El recién elegido presidente de la Generalitat de Cataluña, Quim Torra (izq), estrecha la mano a su predecesor, el expresidente regional catalán Carles Puigdemont. EFE/ Omer Messinger

Los tuits de Quim Torra no han sido la mejor campaña de marketing del nuevo ‘president’ de la Generalitat de cara a formalizar una relación con Moncloa y a la retirada del artículo 155. Por eso no va a pisar el acelerador hasta después de verano. No se puede decir que vaya a tener un perfil bajo porque, a pesar de haber borrado muchos de sus mensajes xenófobos, ha dejado claro que su paso por el Govern va a estar totalmente encaminada a la consecución de la República en Cataluña. Algo que, con las fórmulas utilizadas hasta la fecha, choca con la legalidad.

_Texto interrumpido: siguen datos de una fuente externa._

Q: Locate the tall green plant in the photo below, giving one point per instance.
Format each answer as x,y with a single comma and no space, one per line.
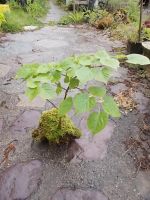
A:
73,73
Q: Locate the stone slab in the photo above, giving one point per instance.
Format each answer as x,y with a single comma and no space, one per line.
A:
20,181
78,195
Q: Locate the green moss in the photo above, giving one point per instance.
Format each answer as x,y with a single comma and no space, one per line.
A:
55,129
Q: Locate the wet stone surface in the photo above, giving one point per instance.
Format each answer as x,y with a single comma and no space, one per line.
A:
90,147
29,119
20,181
96,163
66,194
143,184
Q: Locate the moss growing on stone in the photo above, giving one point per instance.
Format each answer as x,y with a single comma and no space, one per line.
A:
55,129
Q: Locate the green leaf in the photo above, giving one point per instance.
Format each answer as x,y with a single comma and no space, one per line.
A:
31,93
47,91
66,79
65,106
97,91
84,74
43,78
110,106
138,59
83,103
110,62
27,71
97,121
85,60
58,89
43,69
74,82
31,83
56,75
102,54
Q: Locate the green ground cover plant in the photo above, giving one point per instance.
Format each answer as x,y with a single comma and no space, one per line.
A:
59,79
18,17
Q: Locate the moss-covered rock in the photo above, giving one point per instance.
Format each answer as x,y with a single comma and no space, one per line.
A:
55,129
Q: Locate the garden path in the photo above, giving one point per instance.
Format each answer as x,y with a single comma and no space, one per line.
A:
103,169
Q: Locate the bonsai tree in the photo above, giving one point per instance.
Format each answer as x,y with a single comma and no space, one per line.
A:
74,73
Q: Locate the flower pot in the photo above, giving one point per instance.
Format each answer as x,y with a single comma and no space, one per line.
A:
134,47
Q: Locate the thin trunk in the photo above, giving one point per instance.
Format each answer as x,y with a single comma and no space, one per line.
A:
140,23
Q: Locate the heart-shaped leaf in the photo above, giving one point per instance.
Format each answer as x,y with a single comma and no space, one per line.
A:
138,59
110,106
97,91
65,106
97,121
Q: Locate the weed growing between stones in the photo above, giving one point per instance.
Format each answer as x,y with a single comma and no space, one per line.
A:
73,74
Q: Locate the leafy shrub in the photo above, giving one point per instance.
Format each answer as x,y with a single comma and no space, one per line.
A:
4,8
72,18
105,22
37,9
146,34
2,19
49,128
19,17
96,14
46,81
125,32
133,10
16,20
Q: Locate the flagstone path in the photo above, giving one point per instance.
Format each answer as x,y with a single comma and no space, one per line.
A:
92,168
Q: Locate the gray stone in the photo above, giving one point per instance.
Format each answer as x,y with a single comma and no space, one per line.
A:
49,44
143,184
90,147
20,181
66,194
30,28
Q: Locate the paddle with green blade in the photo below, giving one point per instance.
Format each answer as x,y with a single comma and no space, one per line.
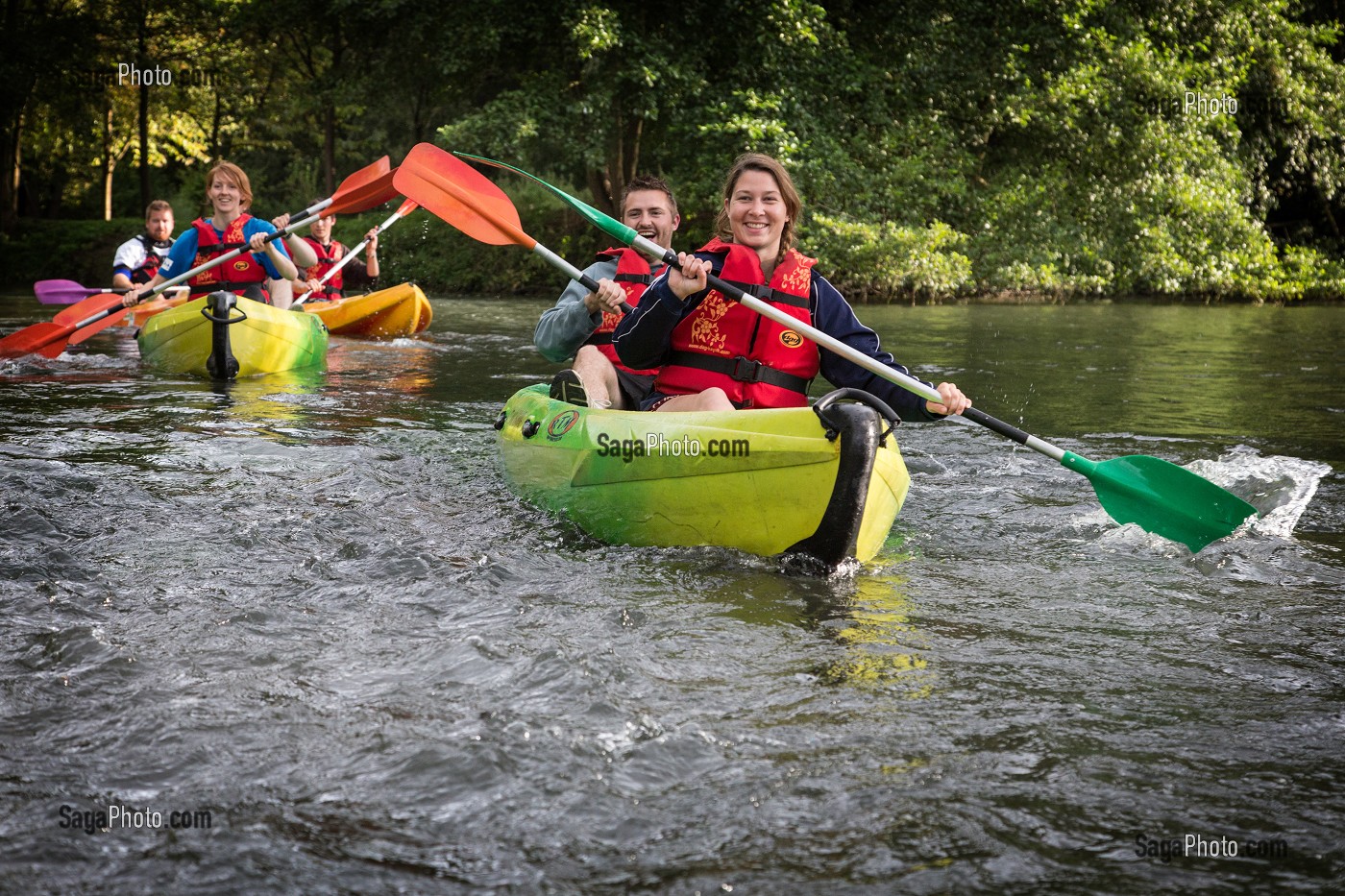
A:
1157,496
464,198
365,188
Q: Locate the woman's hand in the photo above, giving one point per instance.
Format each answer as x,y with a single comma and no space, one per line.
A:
689,276
954,402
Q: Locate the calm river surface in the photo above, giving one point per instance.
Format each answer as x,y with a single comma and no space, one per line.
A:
309,607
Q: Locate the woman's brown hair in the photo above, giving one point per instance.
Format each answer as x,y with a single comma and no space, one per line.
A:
793,205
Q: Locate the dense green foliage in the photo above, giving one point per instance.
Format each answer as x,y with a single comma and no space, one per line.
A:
1055,145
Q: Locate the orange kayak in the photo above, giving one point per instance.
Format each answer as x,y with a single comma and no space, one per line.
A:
387,314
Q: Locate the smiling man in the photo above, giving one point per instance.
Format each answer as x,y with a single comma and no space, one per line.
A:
581,323
137,260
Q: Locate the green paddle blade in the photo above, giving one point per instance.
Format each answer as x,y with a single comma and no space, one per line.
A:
1162,498
607,224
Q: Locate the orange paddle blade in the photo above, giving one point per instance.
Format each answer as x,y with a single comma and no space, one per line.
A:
460,195
367,187
49,338
86,308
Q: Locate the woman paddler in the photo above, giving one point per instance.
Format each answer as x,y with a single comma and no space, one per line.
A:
229,228
716,354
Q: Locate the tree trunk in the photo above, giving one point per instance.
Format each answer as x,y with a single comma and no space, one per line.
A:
108,163
330,145
144,110
10,168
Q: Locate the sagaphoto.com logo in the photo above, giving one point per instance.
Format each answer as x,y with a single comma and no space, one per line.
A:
130,74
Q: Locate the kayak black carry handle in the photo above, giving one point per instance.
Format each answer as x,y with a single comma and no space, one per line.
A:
861,397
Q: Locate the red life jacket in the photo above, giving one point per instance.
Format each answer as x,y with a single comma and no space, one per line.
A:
155,254
327,258
234,275
634,275
755,361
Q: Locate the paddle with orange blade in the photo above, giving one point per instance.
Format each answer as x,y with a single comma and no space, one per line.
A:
367,187
467,200
406,207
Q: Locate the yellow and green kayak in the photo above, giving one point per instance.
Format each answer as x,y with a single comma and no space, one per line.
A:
387,314
224,335
822,483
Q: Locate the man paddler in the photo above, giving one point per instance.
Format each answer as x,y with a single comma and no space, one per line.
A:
137,260
581,323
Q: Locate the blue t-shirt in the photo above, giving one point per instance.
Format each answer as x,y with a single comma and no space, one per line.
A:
183,252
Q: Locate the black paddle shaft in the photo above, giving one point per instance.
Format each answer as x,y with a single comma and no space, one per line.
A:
588,282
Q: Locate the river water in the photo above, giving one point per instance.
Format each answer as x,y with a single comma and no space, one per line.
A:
308,607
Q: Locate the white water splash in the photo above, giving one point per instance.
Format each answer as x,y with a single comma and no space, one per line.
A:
1280,487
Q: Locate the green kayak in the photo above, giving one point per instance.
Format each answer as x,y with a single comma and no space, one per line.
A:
822,483
224,335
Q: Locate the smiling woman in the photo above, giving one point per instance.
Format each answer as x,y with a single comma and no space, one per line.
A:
717,354
229,193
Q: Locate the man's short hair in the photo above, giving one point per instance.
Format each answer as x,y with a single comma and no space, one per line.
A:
648,182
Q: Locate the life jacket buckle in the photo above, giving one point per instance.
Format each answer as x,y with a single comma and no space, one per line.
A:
746,370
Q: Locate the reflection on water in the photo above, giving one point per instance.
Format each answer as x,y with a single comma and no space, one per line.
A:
883,647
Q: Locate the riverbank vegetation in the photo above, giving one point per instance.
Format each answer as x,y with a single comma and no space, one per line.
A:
1063,147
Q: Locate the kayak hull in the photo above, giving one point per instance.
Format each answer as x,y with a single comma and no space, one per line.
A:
387,314
762,480
259,339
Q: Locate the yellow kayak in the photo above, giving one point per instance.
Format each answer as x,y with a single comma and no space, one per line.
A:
224,335
387,314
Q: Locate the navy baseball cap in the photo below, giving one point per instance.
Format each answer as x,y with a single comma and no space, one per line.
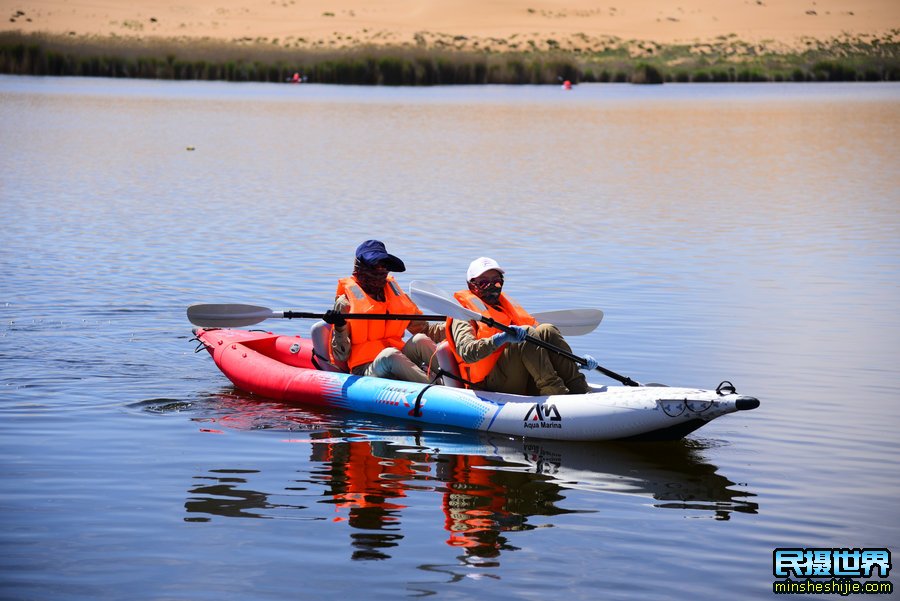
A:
373,252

Pero lo que va a hacer es frenar su ímpetu. Por lo menos hasta después de verano. Es por eso que en la prensa pueden leer que Torra le ha ofrecido a Mariano Rajoy que elija la hora y el lugar para sentarse a hablar. Diálogo pausado para terminar con el 155 “de manera efectiva”, que en realidad es diálogo para impedir que el Estado controle las finanzas de la Generalitat.

“La pelota está en el tejado de España”, señalaron Torra y Puigdemont en una intervención conjunta por la que llamaron a “actuar con sentido de responsabilidad” en un asunto que no es interno: “Acepten esta oferta de empezar a hablar y de emprender un diálogo para encontrar una solución política”, han insistido al mismo tiempo que han incidido en que “Europa tiene que implicarse”.

De este modo, con estos ‘gestos’, Torra quiere suavizar el ambiente y buscar, como gran logro, la excarcelación de Oriol Junqueras y el resto de consellers aún encarcelados. Si lo logra, aparte de apuntarse un tanto a su favor con ERC con quien la relación está más cerca del divorcio que del matrimonio de conveniencia, le servirá para reagrupar las filas para volver al ataque.

Porque en septiembre, con motivo de la ‘diada’, se espera que Cataluña entre en un nuevo ‘día de la marmota’ al recuperar el órdago de la declaración unilateral de independencia (DUI). De momento ese objetivo solo está en la cabeza del ‘president’ cesado, Carles Puigdemont, y del nuevo ‘president’, Quim Torra. En Esquerra, de hecho, no quieren ni oír hablar de ello. Saben que la asfixia y parálisis institucional a la que el 155 a Cataluña no es sostenible en el tiempo. Pero temen que Torra pase de ellos y se pliegue en exclusiva a los designios de Puigdemont. Un ‘expresident’ exiliado que sueña con una vuelta a Cataluña con la implantación de la República.

Pedro Sánchez y Mariano Rajoy están prevenidos. Los líderes de PSOE y PP se reunieron ayer en Moncloa para adelantarse al plan otoñal de Torra. Y la sintonía, en este asunto, es plena. Van a levantar el castigo del 155  al Govern cesado. Pero como no se fían, han consensuado ya la respuesta que darán en caso de que el nuevo Govern se salte la Constitución en septiembre. Y lo harán empleando mano dura y toda la contundencia posible. Volveremos a la DUI, a los consejos de Gobierno extraordinarios, a los requerimientos judiciales… y a las elecciones. Un no parar.